When I arrived at Bun Cha Hang Manh at 8:45 AM, a woman was using metal tongs to pluck cha gio from three bubbling woks and place them on trays.
Easily over 500 cha gio (fried imperial rolls) were stacked on aluminum trays and set on blue plastic kiddie stools. I asked for one order of cha gio and one order of bun cha. A woman sorting greens off to the side said, “No buy. Eleven,” and pointed to the wall-hanging clock. Thwarted.
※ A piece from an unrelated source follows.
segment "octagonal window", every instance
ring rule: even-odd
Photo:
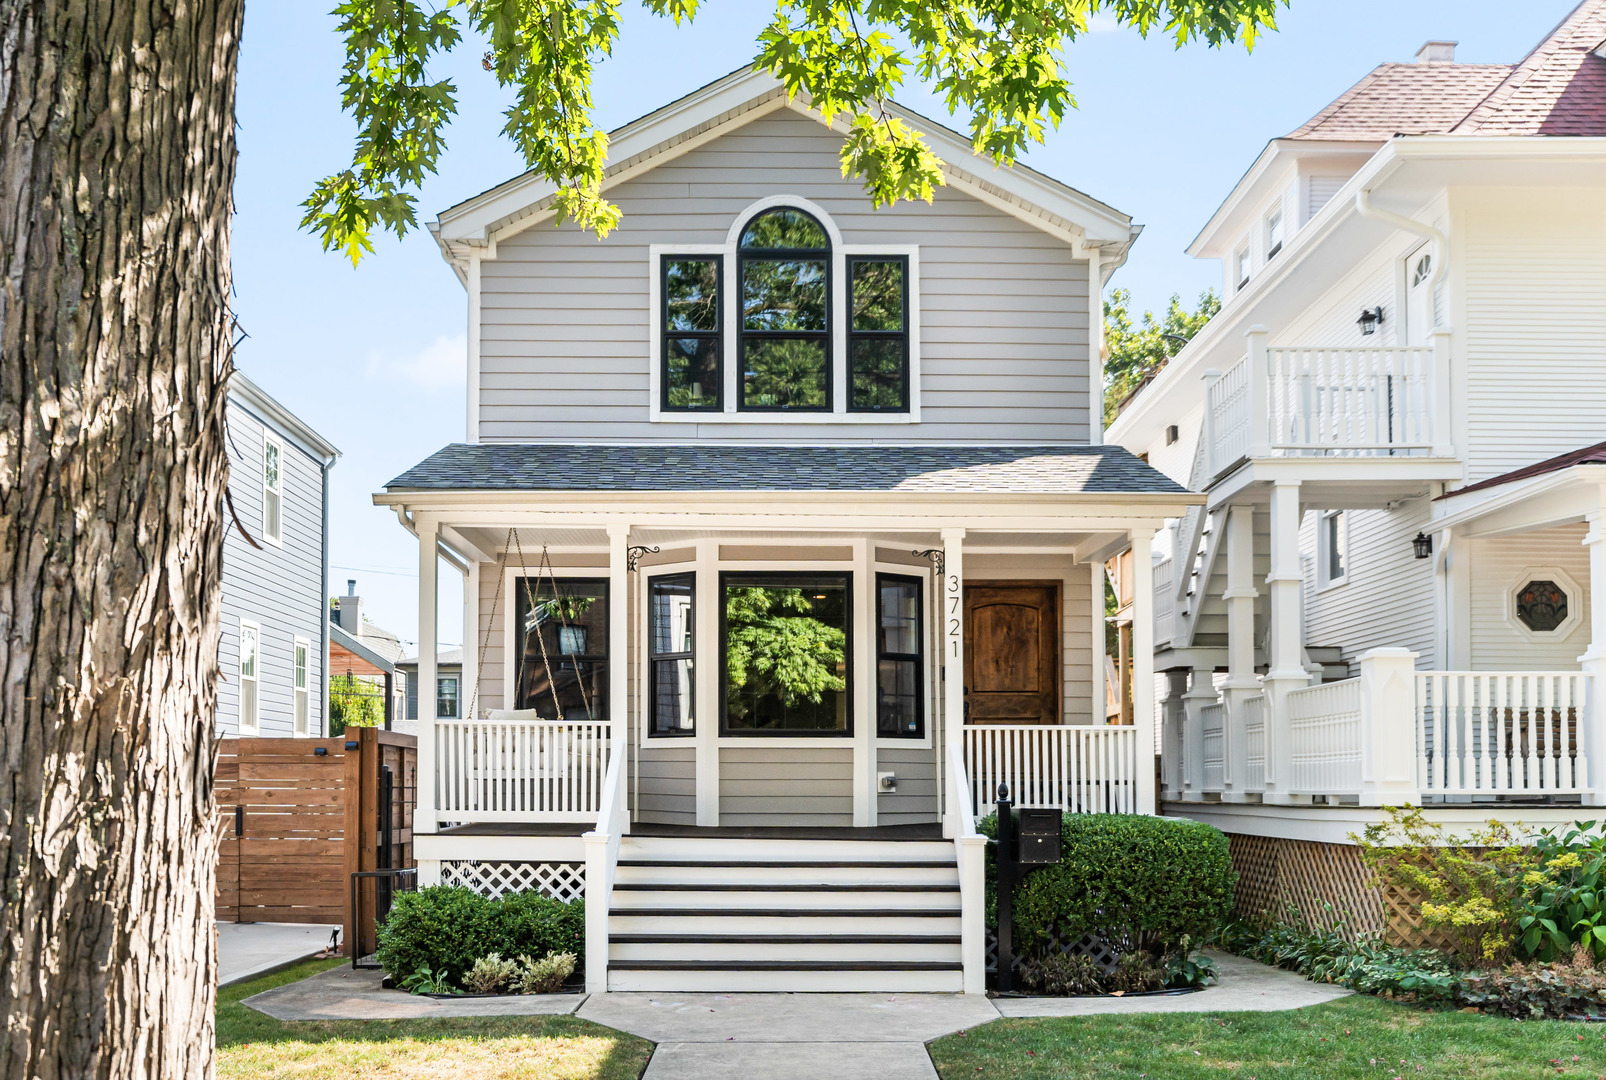
[[[1517,618],[1530,630],[1550,633],[1567,621],[1566,592],[1554,581],[1528,582],[1517,590]]]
After doing my tourist duties, checking out Ho Chi Minh’s Presidential Palace, House on Stilts, and Museum, I returned to Bun Cha Hang Manh by taxi at 10:50, in a blinding rainstorm.
The same woman was frying cha gio in one wok, lot leaf-wrapped pork patties in the other two woks. Even though it wasn’t quite 11, one of the women took pity on me and led me upstairs, to a small room with six tables.
Each table was already set with plates of rice vermicelli, mint, sprouts and greens, a bowl of marinated green papaya slices, bowls of fish sauce, chopped garlic and sliced orange chilies.
I ordered bun cha and cha gio, the only two dishes available. The cha gio were crispy outside, juicy inside, filled with glass noodles, pork, crab, wood-ear mushrooms and onions. Each roll was two inches in diameter and unbelievably delicious. And this wasn’t even the restaurant’s specialty.
Bun Cha is the dish the restaurant’s named after; Hang Manh is the street. Bun [pronounced BOON] cha is a bowl of charcoal-grilled strips of tender pork belly, little pork patties and the pork patties wrapped in lot leaves. The meat was all fantastically juicy, since the porcine heap sat in a dark broth.
For the whole meal, easily a pound and a half of fresh, flavorful food, I was charged a paltry 30000 Dong, less than $2. Wow!